From out of the ether I’m visited by everyone I can recall who is no longer in body.  Mostly this occurs because I deliberately try to remember them as part of my process of assimilating this most recent death.  Among the rewards is discovering new reasons to be grateful that I knew them in the flesh, even people from whom I kept a wide birth, or punched in the mouth, like Eddie Ogden my freshman year in the seminary 60 years ago.
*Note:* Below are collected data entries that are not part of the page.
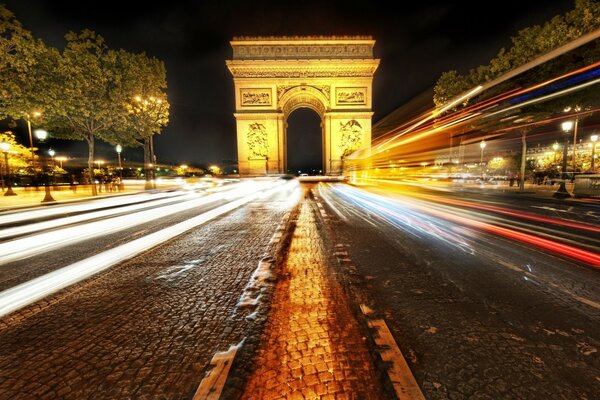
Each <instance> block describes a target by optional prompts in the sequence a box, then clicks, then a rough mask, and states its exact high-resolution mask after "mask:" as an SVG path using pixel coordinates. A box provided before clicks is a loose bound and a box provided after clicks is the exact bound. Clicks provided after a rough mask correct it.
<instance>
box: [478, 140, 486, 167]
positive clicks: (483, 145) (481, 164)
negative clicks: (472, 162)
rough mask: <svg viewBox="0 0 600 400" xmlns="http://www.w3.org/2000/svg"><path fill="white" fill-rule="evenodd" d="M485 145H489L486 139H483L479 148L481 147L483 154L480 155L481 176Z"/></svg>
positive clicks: (481, 153)
mask: <svg viewBox="0 0 600 400" xmlns="http://www.w3.org/2000/svg"><path fill="white" fill-rule="evenodd" d="M485 146H487V143H486V142H485V139H483V140H482V141H481V142H480V143H479V148H481V156H480V157H479V165H481V176H483V149H485Z"/></svg>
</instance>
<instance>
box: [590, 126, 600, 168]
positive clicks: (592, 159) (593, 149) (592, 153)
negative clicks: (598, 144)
mask: <svg viewBox="0 0 600 400" xmlns="http://www.w3.org/2000/svg"><path fill="white" fill-rule="evenodd" d="M590 140H591V141H592V172H596V165H595V160H594V157H596V154H595V152H596V142H597V141H598V135H592V136H590Z"/></svg>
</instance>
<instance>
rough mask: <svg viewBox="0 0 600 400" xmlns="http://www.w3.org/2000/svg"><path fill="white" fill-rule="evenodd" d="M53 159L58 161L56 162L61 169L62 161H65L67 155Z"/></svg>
mask: <svg viewBox="0 0 600 400" xmlns="http://www.w3.org/2000/svg"><path fill="white" fill-rule="evenodd" d="M54 159H55V160H56V161H58V163H59V165H60V169H62V163H63V161H67V157H65V156H60V157H55V158H54Z"/></svg>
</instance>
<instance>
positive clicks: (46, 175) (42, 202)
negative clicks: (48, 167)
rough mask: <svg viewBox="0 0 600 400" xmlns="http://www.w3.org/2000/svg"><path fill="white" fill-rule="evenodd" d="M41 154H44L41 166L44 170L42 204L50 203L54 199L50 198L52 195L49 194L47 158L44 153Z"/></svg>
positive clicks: (53, 199)
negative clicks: (43, 194) (43, 198)
mask: <svg viewBox="0 0 600 400" xmlns="http://www.w3.org/2000/svg"><path fill="white" fill-rule="evenodd" d="M42 154H44V162H43V166H44V167H45V168H43V169H44V170H45V171H44V192H45V193H44V199H43V200H42V203H50V202H53V201H56V200H54V198H53V197H52V193H50V175H49V174H48V165H47V164H48V157H47V156H46V155H45V153H44V152H42Z"/></svg>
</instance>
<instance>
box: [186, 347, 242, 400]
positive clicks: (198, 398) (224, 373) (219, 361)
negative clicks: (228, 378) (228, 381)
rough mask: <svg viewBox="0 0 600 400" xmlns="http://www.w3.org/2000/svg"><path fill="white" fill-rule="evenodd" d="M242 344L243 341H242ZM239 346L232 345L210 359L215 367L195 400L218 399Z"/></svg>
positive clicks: (199, 387) (201, 383)
mask: <svg viewBox="0 0 600 400" xmlns="http://www.w3.org/2000/svg"><path fill="white" fill-rule="evenodd" d="M240 345H241V343H240ZM240 345H238V346H231V347H230V348H229V350H227V351H223V352H219V353H217V354H215V355H214V356H213V358H212V360H211V361H210V365H211V366H213V369H212V370H211V371H210V373H209V374H208V375H207V376H206V378H204V379H203V380H202V382H201V383H200V386H198V390H197V391H196V394H195V395H194V398H193V400H218V399H219V397H221V392H222V391H223V387H224V386H225V381H226V380H227V374H229V369H230V368H231V364H232V363H233V359H234V358H235V353H237V350H238V349H239V347H240Z"/></svg>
I feel such gratitude that I’ve reached a point in this incarnation where there’s not a single person I can recall, living or dead, who has not enriched my life.  I’m not a saint, but I am Self-focused, as saints tend to be.  I want to be happy.  I want a peaceful heart.  I want to respond with love to whatever life presents.  I want to experience the ultimate nature of things.  And I’m willing to do whatever I must to pursue these aspirations––give up anything, make room for anything.

And somewhere on the road to decade eight in which I now reside, enjoyably contemplating my own death, I realized three things––not intellectually, but from experience:

  1. My state of mind is entirely the result of how I define reality.  No one has ever made me happy or miserable.
  2. When we are able to hear the collective sound expressed by every particle of existence, we will hear a polyphony of voices rejoicing.
  3. Awakening my conscious appreciation of these two realities––and sharing what I’m learning with others––is the purpose of my life.

My history with my dead ones is ornamented by choices that have given me the creeps, and still do at times.  I’m grateful that somehow, despite my resistance, those choices have become sacred teachers.  And among the things I’ve learned from them is that creepiness is just something else to love.

Deaths are so precious.

Sharing my discoveries and welcoming yours is the purpose of this little playground.  I hope you’ll add your voice when it feels right.